When a steel casing is applied, such casing normally has a smaller elastic radial deformation than the surrounding formation when the casing is expanded against the borehole wall by application of a radial load to the casing.

Preferably the material of the casing is capable of sustaining a plastic deformation of at least 25% uni-axial strain, so that the casing can be sufficiently expanded in the borehole without rupture of the casing material.

Advantageously the casing forms an intermediate casing located between a surface casing arranged in an upper part of the wellbore and a production casing arranged in a lower part of the wellbore. When washouts occur in the borehole during drilling thereof, or when brittle formations are encountered, it can be desired to pump a sealing material in a fluidic state between the casing and the borehole wall prior to applying said radial load to the casing. For example, cement can be pumped in the annular space around the casing, which cement is allowed to harden after the casing has been expanded.

Plastic deformation of the casing can be promoted by heating the casing during radial expansion thereof.

A suitable casing joint to be employed for interconnecting two adjacent casings includes a section of a first casing provided with internal annular ribs having an inner diameter slightly larger than the outer diameter of a section of a second casing which extends into said section of the first casing. During expansion of the casing joint, the second casing is pressed against the ribs of the first casing whereby a metal to metal seal is achieved between said sections of the first and second casing. The ribs allow for some axial contraction of the second casing during radial expansion thereof.

An increase of speed of installing the casing in the borehole can be achieved by providing the casing continuously from a reel onto which the casing is stored before being lowered into the borehole, and unreeling from the reel during lowering into the borehole.

Furthermore, a considerable reduction of time and costs is achieved when the casing which is expanded in the borehole is also used as a drill string to drill the borehole. When for example the borehole is drilled using a tubing which is unreeled from a reel and to which a downhole motor driving a drill bit is connected (so-called coiled tubing drilling) , the tubing can be expanded in the borehole to form a casing. The downhole motor and the drill bit remain in the borehole after expansion of the tubing.

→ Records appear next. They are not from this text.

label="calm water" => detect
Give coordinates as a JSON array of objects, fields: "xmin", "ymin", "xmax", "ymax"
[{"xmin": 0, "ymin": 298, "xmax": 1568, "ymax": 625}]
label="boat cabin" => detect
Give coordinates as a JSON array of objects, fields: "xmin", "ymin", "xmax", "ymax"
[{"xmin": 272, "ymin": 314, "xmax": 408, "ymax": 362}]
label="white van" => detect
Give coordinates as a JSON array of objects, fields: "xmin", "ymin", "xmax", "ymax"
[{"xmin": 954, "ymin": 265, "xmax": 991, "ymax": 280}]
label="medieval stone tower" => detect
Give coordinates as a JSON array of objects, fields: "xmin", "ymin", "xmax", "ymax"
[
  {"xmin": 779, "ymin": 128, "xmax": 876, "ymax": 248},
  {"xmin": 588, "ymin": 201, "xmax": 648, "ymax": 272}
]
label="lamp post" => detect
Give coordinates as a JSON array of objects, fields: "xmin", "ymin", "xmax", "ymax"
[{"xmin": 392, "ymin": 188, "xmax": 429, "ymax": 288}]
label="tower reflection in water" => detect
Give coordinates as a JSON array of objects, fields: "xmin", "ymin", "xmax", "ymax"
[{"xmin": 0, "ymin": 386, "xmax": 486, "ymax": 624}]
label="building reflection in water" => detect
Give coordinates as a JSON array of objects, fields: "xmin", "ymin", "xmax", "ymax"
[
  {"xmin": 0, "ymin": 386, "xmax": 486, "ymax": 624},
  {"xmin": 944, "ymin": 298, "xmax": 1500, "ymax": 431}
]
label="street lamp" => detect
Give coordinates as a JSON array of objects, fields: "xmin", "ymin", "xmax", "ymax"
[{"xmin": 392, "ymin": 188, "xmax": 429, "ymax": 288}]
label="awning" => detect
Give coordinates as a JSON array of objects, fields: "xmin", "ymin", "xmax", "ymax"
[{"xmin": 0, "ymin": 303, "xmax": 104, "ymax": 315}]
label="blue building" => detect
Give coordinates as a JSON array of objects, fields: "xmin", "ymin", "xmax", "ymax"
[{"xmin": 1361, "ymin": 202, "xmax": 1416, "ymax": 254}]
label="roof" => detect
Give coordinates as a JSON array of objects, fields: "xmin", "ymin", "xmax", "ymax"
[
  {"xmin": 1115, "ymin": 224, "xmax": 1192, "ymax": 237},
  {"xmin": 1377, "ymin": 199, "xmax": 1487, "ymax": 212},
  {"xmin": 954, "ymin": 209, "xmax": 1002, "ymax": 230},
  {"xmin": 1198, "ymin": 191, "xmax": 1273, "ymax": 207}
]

The invention will now be described in more detail and by way of example, with reference to the accompanying drawings of which

Fig. 1 shows schematically a longitudinal section of a borehole in an underground formation and a casing lowered into the borehole;

Fig. 2 shows a hydraulic expansion tool in an unexpanded state positioned in a lower section of the casing of Fig. 1;

Fig. 3 shows the expansion tool in an expanded state;

Fig. 4 shows shows the expansion tool in the unexpanded state as the tool is moved to a next location;

Fig. 5 shows the the expansion tool in the expanded state at the next location; and

Fig. 6 shows an expander which is being moved through the casing. Referring to Fig 1, there is shown a borehole 1 which has been drilled in an underground formation 3, and a steel casing 5 positioned concentrically in the borehole 1. The casing 5 is cylindrical and has a circular cross-section with an outer diameter smaller than the diameter of the borehole 1. After the casing 5 has been lowered into the borehole 1, a hydraulic expansion tool 7 is lowered in an unexpanded state into a lower section of the casing 5, as shown in Fig. 2. The expansion tool 7 is connected to a surface pumping facility (not shown) by means of a hydraulic conduit 9. The tool 7 is expanded by operating the surface pumping facility thereby pumping hydraulic fluid through the conduit 9 and into the expander 7, as shown in Fig. 3. Pumping is stopped when the casing 5 at the location of the expansion tool 7 is expanded to an internal diameter slightly larger than the diameter of the borehole 1 as drilled. During expansion of the casing 5 against the borehole wall 4, the casing 5 undergoes elastic and plastic radial deformation, and the formation 3 surrounding the borehole 1 undergoes at least elastic radial deformation. It is to be understood that the elastic radial deformation of the casing 5 is significantly smaller than the plastic radial deformation thereof, and that the elastic radial

deformation of the surrounding formation 3 is significantly larger than the elastic radial deformation of the casing 5. After expansion of the casing 5 against the borehole wall 4, the hydraulic pressure in the tool 7 is removed allowing the tool 7 to contract to the unexpanded state, and allowing some elastic relaxation of the casing. The plastic deformation of the casing 5 remains, so that the elastic deformation of the underground formation 3 in the vicinity of the borehole wall 4 also remains. Thus, a compressive force remains between the casing 5 and the formation 3 due to the remaining plastic deformation of the casing 5.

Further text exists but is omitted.